Qu'est-ce qu'un trophée de tests, et pourquoi pas une pyramide ? Un trophée de tests place l'analyse statique à la base, les tests d'intégration comme couche dominante et quelques tests end-to-end au sommet. vm0 l'utilise parce que des tests écrits à travers la frontière publique d'un module continuent de protéger le comportement pendant qu'un agent réorganise l'implémentation en dessous, ce qu'une large couche de tests unitaires ne permet pas.

Comment trouver du code mort dans un dépôt écrit par l'IA ? La génération de code ajoute des fichiers et des abstractions ; la suppression demande généralement une instruction séparée. vm0 exécute Knip comme contrôle régulier pour repérer fichiers, exports, dépendances et points d'entrée inutilisés. TypeScript confirme que le code est valide ; Knip demande s'il participe encore au système, et c'est la question qui compte pour le code mort.

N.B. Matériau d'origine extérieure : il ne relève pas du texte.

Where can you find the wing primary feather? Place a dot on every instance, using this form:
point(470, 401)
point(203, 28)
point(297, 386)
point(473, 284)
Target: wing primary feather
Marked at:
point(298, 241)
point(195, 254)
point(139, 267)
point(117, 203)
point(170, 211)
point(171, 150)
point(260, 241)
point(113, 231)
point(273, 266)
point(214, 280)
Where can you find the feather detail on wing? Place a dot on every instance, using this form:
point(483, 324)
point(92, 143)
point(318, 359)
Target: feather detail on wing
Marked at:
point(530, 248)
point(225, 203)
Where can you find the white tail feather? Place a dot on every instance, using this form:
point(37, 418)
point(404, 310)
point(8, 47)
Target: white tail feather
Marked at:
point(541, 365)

Le code vibe-coded est-il sûr en production ? Cela dépend de ce qui le vérifie, pas de qui l'a tapé. Les signaux que nous exigeons n'ont pas changé : types et contrats, tests via des frontières publiques, infrastructure réelle et une pipeline qui doit être verte. Les chiffres de cet article décrivent l'échelle du dépôt et la vitesse de livraison ; la disponibilité, les taux d'erreur et le change-failure rate répondent à la question de la production, et nous les rassemblons encore.

Huit mois plus tard

Huit mois, c'est trop tôt pour proclamer une méthode définitive. Les modèles, les outils d'agents et le dépôt continuent d'évoluer, et nos règles et workflows évoluent avec eux.

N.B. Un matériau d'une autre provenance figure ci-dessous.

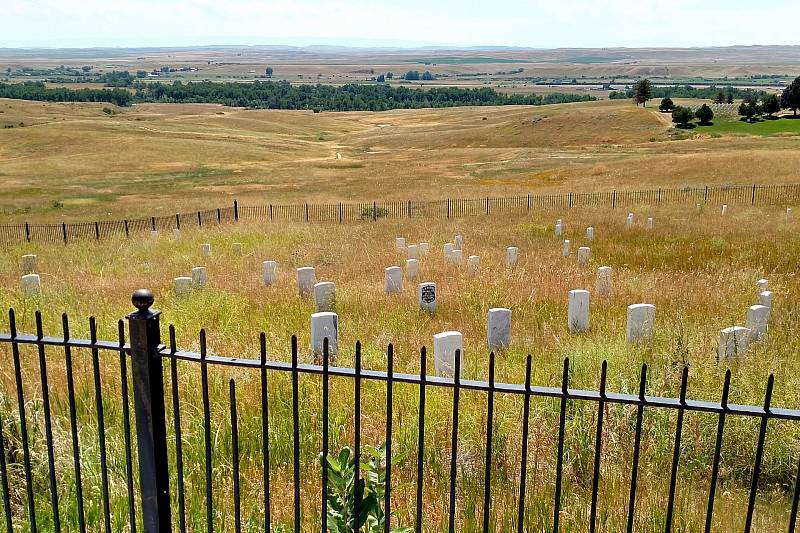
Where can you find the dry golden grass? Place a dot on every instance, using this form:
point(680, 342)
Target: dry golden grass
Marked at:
point(160, 159)
point(699, 270)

Une bascule est déjà nette. À mesure que la génération de code s'est accélérée, l'environnement, les contraintes, les tests et le système de retour ont pris en charge une plus grande part du fardeau qualité. Les ingénieurs passent moins de temps à taper de l'implémentation et davantage à définir des comportements, concevoir des frontières et améliorer la vérification.

La base de code de vm0 va continuer de croître. Knip retire le résidu déterministe. Les règles statiques bloquent les motifs d'échec que nous comprenons déjà. Les tests d'intégration protègent le comportement des modules. Les workflows récurrents traitent la dégradation que nous ne savons pas encore exprimer mécaniquement.

Le code compte toujours. Nous utilisons désormais davantage de preuves exécutables par la machine pour décider si un changement a sa place sur la branche principale, et si son implémentation doit rester dans le dépôt.